This library uses an async API by default. This library does not assume any async runtime so you can use it with any (tokio, async-std, etc.)
A synchronous API may be an optional feature in the future, but there are no current plans to add one. If you need a synchronous API consider adding one yourself (contributions are welcome).
Cylon compiles robots.txt files into a NFA. This means it is well-suited for web crawlers that need to use the same robots.txt file for multiple URLs. Re-using the same compiled Cylon NFA will avoid repeated work. The NFA is generally more efficient than naive matching. There are some degenerate cases where it may perform worse.
Cylon minimizes random memory access when compiling and running the NFA to maximize cache-locality.
Runtime performance for matching URLs is O(n^k). Suppose the length of the input is n, the number of NFA states is m, and the average number of states that match the input is k. In the worst case m == k. In practice m << k. To trigger a degenerate case would require many wildcard matches. A typical value of k may be between 2 and 5.
The number of NFA states m is proportional to the number of unique prefixes in the robots.txt file. The number of states per input token k is proportional to the number of times each unique prefix appears in the robots.txt file. Wildcard matches also increase k. Special care is taken to avoid exponential runtime when encounting repeated wildcard matches e.g. 'Allow: /*****'. Multiple repeated wildcards are treated as a single wildcard.

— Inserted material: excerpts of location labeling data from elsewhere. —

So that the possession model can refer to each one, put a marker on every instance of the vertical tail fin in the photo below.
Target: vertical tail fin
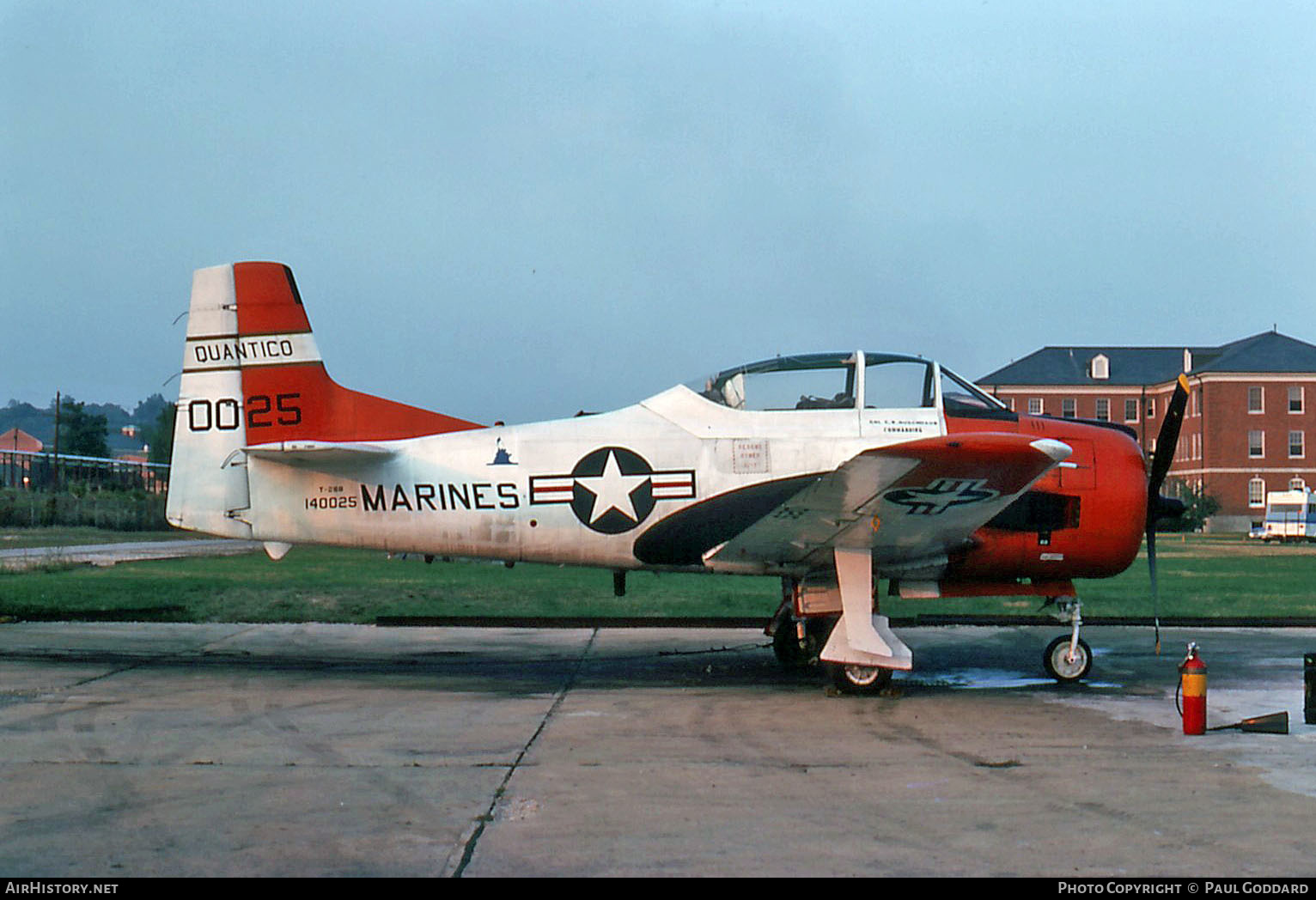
(253, 375)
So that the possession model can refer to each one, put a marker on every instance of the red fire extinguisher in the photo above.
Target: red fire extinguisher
(1192, 687)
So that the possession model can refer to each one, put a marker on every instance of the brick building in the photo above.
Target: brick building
(1246, 428)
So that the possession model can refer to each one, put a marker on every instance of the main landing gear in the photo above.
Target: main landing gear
(1068, 658)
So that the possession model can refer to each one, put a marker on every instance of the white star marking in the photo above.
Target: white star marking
(612, 490)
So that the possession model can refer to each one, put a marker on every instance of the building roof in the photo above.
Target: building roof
(1269, 351)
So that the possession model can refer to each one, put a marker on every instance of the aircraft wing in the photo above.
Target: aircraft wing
(905, 503)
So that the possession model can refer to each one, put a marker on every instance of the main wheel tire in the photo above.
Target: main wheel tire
(1063, 670)
(789, 649)
(860, 679)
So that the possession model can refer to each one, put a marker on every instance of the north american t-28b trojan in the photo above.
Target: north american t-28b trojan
(828, 470)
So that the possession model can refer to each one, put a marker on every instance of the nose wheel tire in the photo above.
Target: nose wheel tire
(1063, 667)
(860, 679)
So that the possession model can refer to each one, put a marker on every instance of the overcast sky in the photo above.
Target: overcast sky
(520, 210)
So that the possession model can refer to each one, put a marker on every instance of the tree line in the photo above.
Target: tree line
(84, 429)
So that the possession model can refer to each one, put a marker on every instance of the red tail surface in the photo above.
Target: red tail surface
(286, 391)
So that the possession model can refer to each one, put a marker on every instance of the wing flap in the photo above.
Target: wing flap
(910, 502)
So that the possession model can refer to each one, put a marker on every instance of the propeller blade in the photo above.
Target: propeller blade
(1167, 441)
(1155, 593)
(1161, 507)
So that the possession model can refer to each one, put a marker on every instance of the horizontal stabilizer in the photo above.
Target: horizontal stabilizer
(311, 453)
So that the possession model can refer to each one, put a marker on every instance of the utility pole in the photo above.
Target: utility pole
(57, 440)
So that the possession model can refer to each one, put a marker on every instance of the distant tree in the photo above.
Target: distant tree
(81, 432)
(1197, 507)
(160, 435)
(149, 410)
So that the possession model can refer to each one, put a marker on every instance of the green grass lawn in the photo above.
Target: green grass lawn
(1199, 576)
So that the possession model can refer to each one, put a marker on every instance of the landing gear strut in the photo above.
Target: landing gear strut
(1068, 658)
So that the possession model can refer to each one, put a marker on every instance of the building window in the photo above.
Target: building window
(1256, 400)
(1256, 444)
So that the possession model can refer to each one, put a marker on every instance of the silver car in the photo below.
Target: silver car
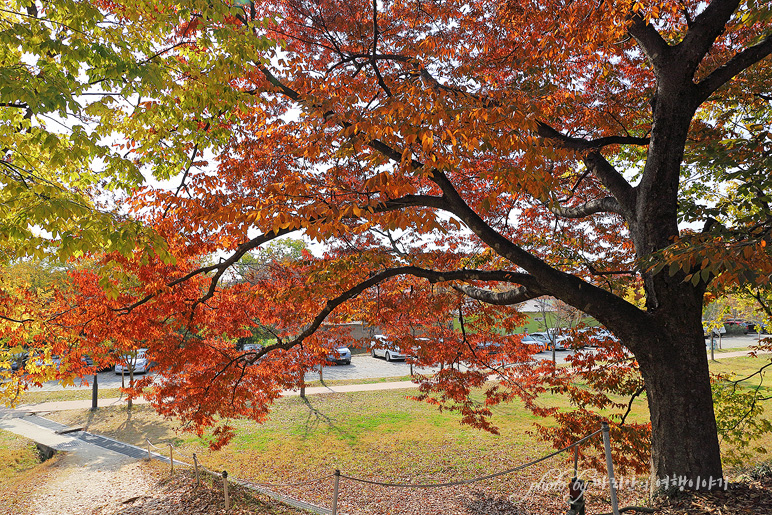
(379, 348)
(139, 363)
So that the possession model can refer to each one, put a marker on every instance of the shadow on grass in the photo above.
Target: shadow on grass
(316, 420)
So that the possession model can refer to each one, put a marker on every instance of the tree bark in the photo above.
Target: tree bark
(684, 435)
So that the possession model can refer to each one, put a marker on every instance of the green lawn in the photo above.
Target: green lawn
(20, 472)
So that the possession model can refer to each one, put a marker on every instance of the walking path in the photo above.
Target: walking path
(45, 407)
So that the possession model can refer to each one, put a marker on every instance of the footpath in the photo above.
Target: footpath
(99, 465)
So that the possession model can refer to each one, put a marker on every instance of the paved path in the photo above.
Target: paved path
(46, 407)
(316, 390)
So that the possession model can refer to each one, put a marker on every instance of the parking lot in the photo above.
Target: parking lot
(363, 366)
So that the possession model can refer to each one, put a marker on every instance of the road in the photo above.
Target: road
(363, 366)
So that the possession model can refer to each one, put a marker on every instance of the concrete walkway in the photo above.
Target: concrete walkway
(46, 407)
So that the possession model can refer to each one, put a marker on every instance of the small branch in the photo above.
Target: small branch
(592, 207)
(733, 67)
(638, 392)
(570, 142)
(499, 298)
(19, 321)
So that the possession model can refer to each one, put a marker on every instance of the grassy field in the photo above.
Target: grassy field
(20, 472)
(378, 435)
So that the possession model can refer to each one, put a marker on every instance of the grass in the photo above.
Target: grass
(370, 434)
(66, 395)
(20, 472)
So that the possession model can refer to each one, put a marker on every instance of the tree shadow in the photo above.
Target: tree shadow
(482, 503)
(316, 419)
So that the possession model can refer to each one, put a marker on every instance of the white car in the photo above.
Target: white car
(139, 363)
(561, 342)
(341, 356)
(379, 348)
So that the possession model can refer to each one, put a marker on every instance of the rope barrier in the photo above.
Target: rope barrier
(402, 485)
(283, 485)
(482, 478)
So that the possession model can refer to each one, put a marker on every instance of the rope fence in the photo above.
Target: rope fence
(576, 487)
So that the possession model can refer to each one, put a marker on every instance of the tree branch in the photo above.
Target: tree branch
(570, 142)
(733, 67)
(499, 298)
(702, 33)
(655, 48)
(603, 205)
(432, 276)
(614, 182)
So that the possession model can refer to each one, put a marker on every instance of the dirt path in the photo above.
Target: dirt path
(92, 481)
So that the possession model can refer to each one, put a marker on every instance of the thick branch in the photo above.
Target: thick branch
(499, 298)
(570, 142)
(733, 67)
(655, 48)
(603, 205)
(702, 33)
(432, 276)
(571, 289)
(222, 267)
(614, 182)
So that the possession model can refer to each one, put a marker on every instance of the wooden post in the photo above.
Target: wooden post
(610, 467)
(576, 460)
(225, 489)
(94, 394)
(335, 492)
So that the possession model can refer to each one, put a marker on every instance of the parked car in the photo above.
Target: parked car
(138, 362)
(380, 348)
(593, 336)
(341, 356)
(560, 341)
(528, 339)
(19, 360)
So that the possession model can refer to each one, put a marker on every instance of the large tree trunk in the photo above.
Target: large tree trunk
(684, 438)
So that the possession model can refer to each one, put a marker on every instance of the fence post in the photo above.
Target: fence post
(225, 489)
(576, 460)
(335, 493)
(610, 467)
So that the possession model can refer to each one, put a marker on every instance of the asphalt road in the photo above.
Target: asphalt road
(363, 366)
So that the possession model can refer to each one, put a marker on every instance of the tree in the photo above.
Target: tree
(507, 151)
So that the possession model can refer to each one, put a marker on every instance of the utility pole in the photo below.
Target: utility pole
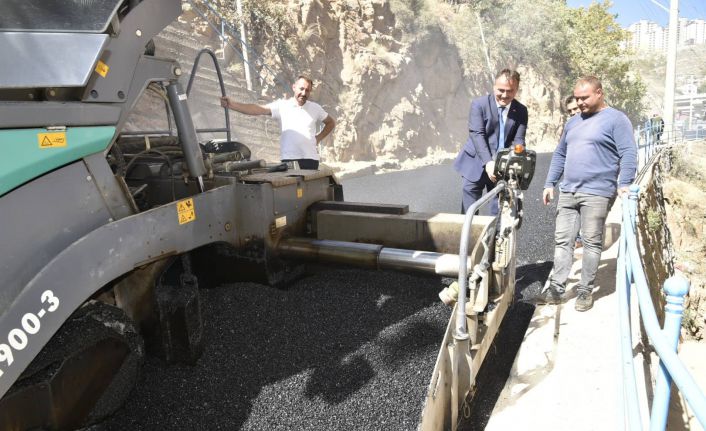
(485, 48)
(670, 79)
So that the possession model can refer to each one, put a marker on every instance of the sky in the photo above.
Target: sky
(631, 11)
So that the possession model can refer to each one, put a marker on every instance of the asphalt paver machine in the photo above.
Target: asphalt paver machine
(105, 237)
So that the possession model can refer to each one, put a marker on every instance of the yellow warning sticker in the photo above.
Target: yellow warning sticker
(51, 140)
(186, 211)
(102, 69)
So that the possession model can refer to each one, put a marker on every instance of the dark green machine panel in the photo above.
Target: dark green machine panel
(28, 153)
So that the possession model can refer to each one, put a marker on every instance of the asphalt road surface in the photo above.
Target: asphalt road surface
(342, 349)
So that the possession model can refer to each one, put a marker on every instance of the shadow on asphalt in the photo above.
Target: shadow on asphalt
(342, 348)
(497, 365)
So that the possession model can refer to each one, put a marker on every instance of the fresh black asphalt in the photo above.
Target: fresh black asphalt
(341, 349)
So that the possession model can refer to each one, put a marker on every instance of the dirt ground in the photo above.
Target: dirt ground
(685, 196)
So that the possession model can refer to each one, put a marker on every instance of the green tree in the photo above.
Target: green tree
(594, 49)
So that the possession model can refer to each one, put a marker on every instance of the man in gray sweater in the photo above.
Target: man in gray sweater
(597, 157)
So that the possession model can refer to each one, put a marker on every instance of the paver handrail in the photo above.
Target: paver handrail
(236, 34)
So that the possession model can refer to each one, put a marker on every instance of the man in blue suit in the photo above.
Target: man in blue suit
(475, 162)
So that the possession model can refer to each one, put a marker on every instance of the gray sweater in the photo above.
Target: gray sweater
(591, 153)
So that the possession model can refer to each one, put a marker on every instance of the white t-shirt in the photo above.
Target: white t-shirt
(299, 125)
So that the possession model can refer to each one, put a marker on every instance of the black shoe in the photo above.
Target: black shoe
(549, 296)
(584, 301)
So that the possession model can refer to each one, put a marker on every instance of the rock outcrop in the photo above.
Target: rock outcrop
(395, 96)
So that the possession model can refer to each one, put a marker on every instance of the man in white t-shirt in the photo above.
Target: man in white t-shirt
(300, 119)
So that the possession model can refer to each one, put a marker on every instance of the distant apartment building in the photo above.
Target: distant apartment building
(649, 36)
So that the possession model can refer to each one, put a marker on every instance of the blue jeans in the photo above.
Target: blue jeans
(574, 211)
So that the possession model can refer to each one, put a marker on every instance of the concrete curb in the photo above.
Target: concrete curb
(565, 375)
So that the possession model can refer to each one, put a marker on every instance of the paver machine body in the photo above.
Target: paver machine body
(105, 236)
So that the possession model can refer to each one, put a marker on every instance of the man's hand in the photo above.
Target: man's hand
(225, 102)
(489, 169)
(548, 195)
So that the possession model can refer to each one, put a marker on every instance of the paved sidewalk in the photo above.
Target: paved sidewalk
(566, 373)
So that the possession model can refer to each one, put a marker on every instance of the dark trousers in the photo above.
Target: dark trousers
(473, 190)
(305, 163)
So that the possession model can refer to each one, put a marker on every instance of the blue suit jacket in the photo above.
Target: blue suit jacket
(483, 135)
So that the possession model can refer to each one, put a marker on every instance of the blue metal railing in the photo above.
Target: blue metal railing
(663, 340)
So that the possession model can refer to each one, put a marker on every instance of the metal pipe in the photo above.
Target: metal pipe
(372, 256)
(187, 133)
(461, 331)
(364, 255)
(242, 165)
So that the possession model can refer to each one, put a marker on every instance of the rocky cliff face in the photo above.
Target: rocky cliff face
(402, 97)
(396, 96)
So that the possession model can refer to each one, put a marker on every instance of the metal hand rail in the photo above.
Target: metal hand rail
(236, 34)
(461, 332)
(663, 340)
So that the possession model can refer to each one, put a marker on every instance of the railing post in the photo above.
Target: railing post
(634, 191)
(675, 288)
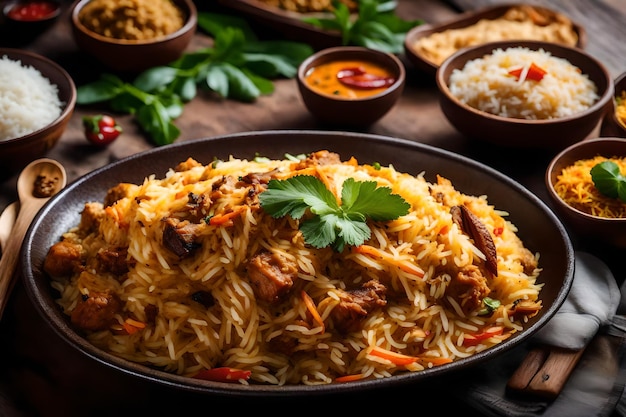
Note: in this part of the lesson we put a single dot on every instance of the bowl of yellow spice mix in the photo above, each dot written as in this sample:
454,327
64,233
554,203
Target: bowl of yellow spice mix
134,35
587,185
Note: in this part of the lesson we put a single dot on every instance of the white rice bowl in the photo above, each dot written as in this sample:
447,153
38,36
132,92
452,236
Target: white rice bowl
486,84
28,100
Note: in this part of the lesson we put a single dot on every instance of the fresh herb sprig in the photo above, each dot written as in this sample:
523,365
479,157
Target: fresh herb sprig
376,26
238,66
608,180
332,224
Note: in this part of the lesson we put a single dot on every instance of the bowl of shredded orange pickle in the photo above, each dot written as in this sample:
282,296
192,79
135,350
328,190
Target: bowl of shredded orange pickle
587,184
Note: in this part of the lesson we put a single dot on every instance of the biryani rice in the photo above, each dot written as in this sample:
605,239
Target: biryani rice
421,319
486,84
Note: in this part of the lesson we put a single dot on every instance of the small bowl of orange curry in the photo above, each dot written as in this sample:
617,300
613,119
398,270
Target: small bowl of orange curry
350,86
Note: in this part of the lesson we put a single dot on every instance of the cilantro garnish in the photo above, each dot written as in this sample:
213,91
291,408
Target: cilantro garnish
332,224
608,179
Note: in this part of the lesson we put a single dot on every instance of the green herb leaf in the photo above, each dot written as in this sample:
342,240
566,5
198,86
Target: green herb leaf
608,179
332,224
238,66
376,26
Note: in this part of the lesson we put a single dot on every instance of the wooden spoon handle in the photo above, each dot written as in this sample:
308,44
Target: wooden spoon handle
11,255
544,371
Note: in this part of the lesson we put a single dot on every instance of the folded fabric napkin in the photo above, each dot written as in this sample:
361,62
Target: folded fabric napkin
595,386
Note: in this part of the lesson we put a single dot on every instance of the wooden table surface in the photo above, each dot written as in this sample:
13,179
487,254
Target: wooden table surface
44,377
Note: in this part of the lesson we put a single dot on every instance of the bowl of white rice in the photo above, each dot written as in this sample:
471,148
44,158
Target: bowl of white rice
37,99
529,94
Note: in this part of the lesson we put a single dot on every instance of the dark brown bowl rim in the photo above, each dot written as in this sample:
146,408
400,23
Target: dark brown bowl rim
603,100
620,80
346,52
190,23
466,19
550,184
68,106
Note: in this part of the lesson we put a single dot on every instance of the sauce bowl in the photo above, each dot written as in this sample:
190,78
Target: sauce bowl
337,109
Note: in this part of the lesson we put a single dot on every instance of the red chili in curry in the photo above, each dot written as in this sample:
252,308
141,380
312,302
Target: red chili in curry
350,79
32,10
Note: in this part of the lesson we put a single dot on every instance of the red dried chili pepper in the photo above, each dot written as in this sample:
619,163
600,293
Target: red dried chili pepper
33,10
534,73
223,374
101,129
357,77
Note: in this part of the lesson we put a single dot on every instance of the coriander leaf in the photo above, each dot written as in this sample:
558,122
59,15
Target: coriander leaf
320,231
239,85
365,197
217,80
331,224
295,195
608,179
353,233
155,78
155,120
185,87
376,26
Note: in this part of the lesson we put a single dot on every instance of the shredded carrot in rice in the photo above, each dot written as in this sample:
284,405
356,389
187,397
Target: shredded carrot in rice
620,108
403,264
575,186
310,305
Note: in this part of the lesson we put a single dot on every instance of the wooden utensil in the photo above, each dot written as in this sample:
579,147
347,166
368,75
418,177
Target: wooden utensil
39,181
7,220
544,371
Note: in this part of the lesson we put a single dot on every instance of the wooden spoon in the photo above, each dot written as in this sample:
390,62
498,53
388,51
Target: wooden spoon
7,220
40,180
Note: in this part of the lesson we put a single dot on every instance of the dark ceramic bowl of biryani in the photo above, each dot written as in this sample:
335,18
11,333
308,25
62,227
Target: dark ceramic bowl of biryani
157,35
584,206
304,348
336,95
549,96
614,123
32,123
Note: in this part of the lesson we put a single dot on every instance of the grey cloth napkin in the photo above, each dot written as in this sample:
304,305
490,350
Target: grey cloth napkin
591,303
595,386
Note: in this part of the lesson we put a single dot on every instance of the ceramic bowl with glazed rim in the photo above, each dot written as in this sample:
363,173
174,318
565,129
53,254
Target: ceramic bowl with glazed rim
356,86
597,228
551,132
135,55
17,152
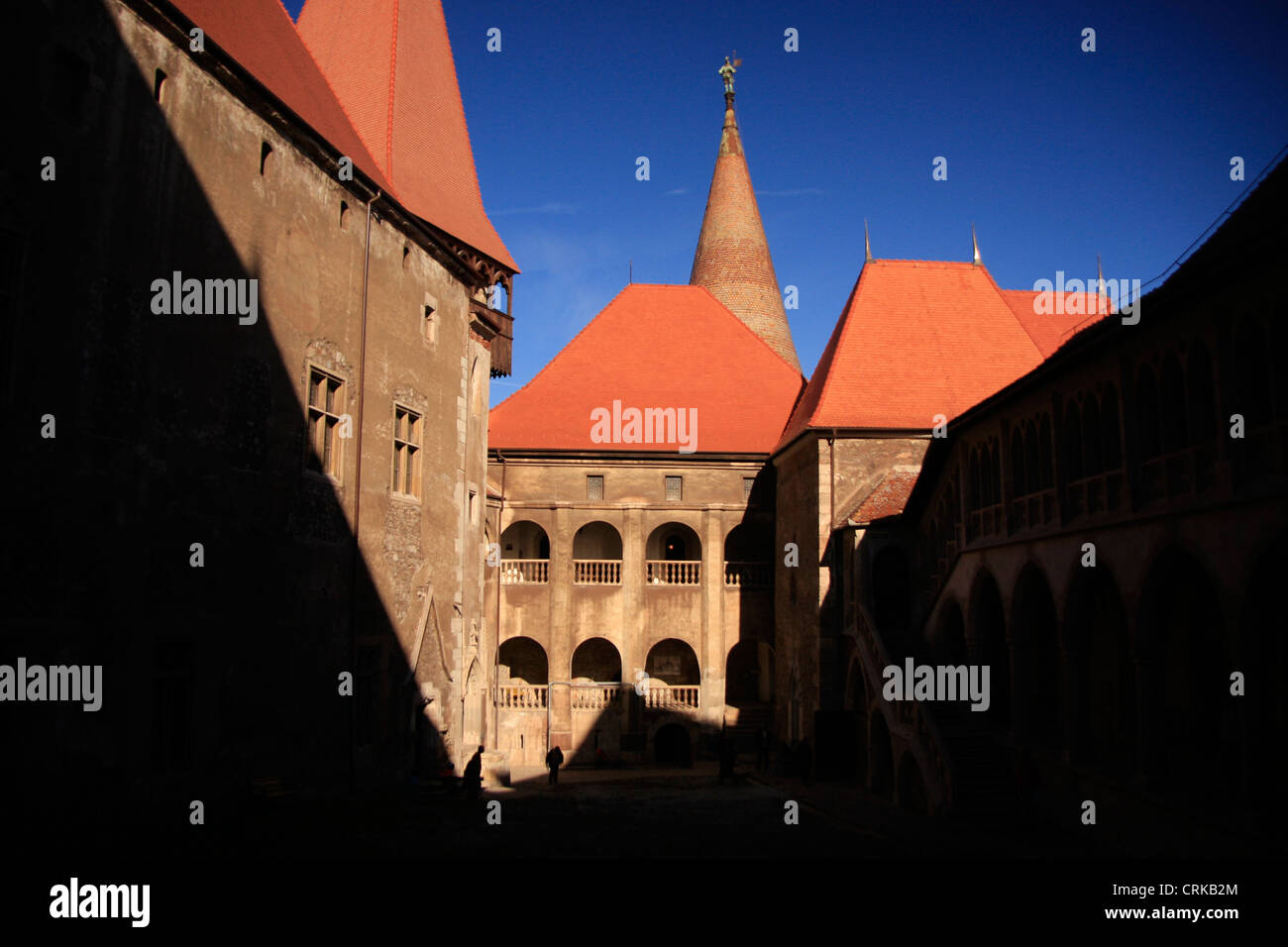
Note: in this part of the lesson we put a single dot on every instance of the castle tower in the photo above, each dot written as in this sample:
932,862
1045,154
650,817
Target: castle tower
732,261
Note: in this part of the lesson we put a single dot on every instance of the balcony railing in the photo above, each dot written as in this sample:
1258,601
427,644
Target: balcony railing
748,575
673,573
596,571
520,696
597,697
678,697
524,571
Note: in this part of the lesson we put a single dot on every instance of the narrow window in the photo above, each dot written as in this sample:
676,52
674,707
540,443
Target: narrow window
406,475
326,407
674,487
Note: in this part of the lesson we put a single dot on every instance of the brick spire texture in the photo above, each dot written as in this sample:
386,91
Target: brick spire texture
732,261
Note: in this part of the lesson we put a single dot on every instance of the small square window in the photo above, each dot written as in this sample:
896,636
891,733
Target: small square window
406,472
325,414
429,322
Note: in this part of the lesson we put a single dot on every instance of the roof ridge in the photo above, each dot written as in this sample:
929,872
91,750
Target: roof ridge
559,355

It is important to understand the runtime tradeoffs with a naive approach. The naive matching approach would require O(n * p * q) comparisons where you match the n-length path against q p-length rules in the robots.txt file. For situations where you need to match many inputs against a single robot.txt file, this performance may be worse. In general k << q.
This library uses serde to allow serializing/deserializing the compiled Cylon NFA structs. This is useful e.g. if you need to cache the NFA in something like Memcached or Redis. (Use a format like bincode or msgpack to convert it to bytes first.)
Robots.txt files are more like guidelines than actual rules.
In general, Cylon tries not to cause errors for things that might be considered an invalid robots.txt file, which means there are very few failure cases.
MIT